In questo quadro, Roma non fa eccezione: gli spazi della cultura indipendente sono costantemente sotto minaccia di sgombero, innumerevoli piccole realtà non hanno ripreso le attività, l’Estate Romana si anima di volontar* e professionist* sottopagat*, il teatro Eliseo fa notizia solo grazie alla querelle legata alla sua messa in vendita.
E il Teatro di Roma? Quello che dovrebbe essere uno dei punti di riferimento della politica culturale cittadina, da circa due anni è al centro di una vicenda oscura. L’intreccio tra interessi politici, conflitti elettorali e problemi di governance, ha portato il teatro al commissariamento, producendo gravi conseguenze per tutte le figure coinvolte e alimentando quello che già era un feroce sistema di precarietà che coinvolge tutti i settori.
In questo contesto già di per sé poco leggibile, il Teatro di Roma e gli enti che ne sono responsabili continuano a perseguire una inammissibile strategia dell’arrocco. Quell’istituzione Nazionale a cui è affidato il compito di polo culturale diffuso sul territorio, da due anni si trincera dietro silenzi, mancate risposte, comunicazioni contraddittorie. Un vuoto politico che si fa ogni giorno più eclatante di fronte alla trasformazione cui il Teatro va incontro, nell’annunciato passaggio da associazione a fondazione.

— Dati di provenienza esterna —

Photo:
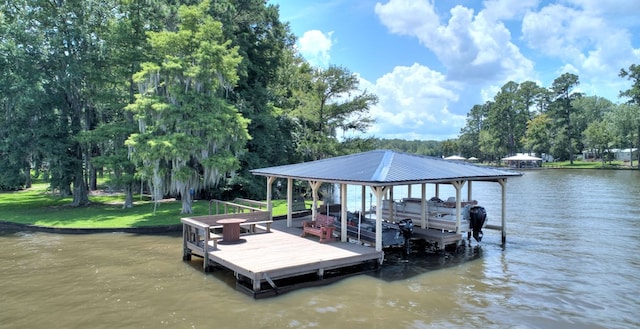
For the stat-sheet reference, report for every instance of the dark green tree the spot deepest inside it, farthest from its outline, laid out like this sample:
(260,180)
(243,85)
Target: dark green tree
(633,96)
(561,113)
(190,135)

Stando a quel poco che trapela all’esterno, oggi il Teatro attraversa una grave crisi finanziaria. Per rimediare, il commissario Sole e il consulente artistico Corsetti hanno scelto di portare avanti una scellerata politica di tagli che va proprio ad amplificare le fragilità già esistenti. Questi tagli si riflettono così sulla vita culturale della città, oltre che sui corpi dei/lle lavorat* (artist*, maestra
nze, personale stagionale e scritturato), alcun* dei quali non sono ancora stat* retribuit* per il lavoro di anni, altr* si vedono dimezzare i turni di lavoro, saltare le produzioni, soprattutto nell’ambito del contemporaneo e del teatro ragazzi, cancellare le collaborazioni. Scelte poco lungimiranti, rispetto a una visione del presente e del futuro del Teatro e del suo rapporto con la città.

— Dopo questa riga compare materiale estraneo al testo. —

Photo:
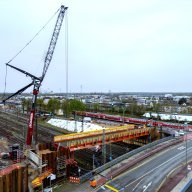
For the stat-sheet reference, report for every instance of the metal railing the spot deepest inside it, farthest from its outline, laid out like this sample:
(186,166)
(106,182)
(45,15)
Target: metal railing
(87,176)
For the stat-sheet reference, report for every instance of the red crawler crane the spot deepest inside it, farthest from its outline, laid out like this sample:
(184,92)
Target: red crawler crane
(36,81)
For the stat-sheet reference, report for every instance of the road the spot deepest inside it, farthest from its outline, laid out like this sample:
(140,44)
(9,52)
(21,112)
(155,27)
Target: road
(148,176)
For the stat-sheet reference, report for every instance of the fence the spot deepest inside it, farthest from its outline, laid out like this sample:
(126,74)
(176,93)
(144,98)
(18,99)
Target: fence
(88,175)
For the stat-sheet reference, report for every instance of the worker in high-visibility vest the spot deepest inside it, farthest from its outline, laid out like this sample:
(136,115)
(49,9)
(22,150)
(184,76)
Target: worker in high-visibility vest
(93,182)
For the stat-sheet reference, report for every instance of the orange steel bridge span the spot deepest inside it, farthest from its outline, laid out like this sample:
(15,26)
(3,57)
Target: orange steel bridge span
(90,139)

Perché questi problemi finanziari ricadono sulle spalle delle figure più fragili, sulle figure che già erano le meno tutelate? Come si tuteleranno i lavorat* e le produzioni di questi anni nel passaggio a Fondazione? Chi si assumerà la responsabilità di rispondere a queste domande?

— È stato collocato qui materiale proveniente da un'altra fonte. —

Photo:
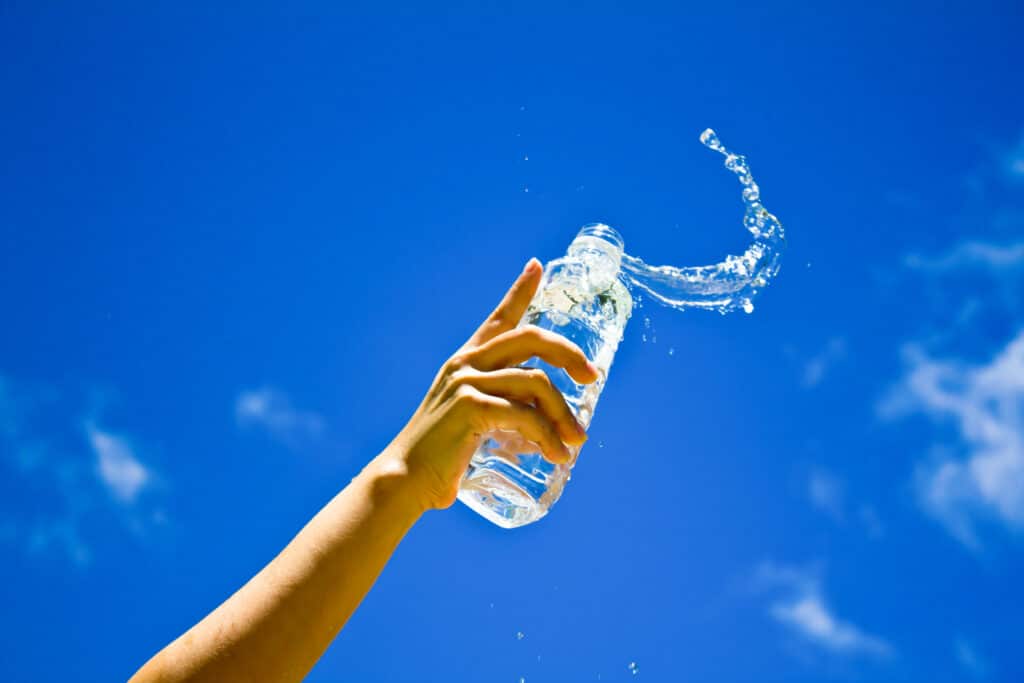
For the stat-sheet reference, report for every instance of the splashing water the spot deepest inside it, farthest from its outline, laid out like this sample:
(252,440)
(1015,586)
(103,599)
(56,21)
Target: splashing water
(588,297)
(732,284)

Inoltre, stando alle ultime notizie, è molto probabile che il sistema dei Teatri in Comune, che comprende Villino Corsini, Teatro Tor Bella Monaca, Teatro Quarticciolo e Teatro del Lido, venga rimosso dalla gestione amministrativa di Teatro di Roma per passare sotto l’egida diretta del Dipartimento Cultura o essere affidato a una partecipata: Zètema probabilmente, che si vocifera tornerà a gestire anche gli spazi ora affidati all’Azienda Speciale Palaexpo (come ad esempio il Mattatoio), il cui CDA è già scaduto.
Crediamo che questa sia un’occasione persa di trasformare Teatro di Roma in un vero polo culturale cittadino diffuso dalla periferia al centro, un sistema virtuoso di produzione, circuitazione, formazione: un unicum in Italia che avrebbe potuto essere il fiore all’occhiello di Roma Capitale. Come mai non ha funzionato? L’efficienza gestionale di Teatro di Roma non è stata all’altezza della sfida? Cosa accadrà adesso?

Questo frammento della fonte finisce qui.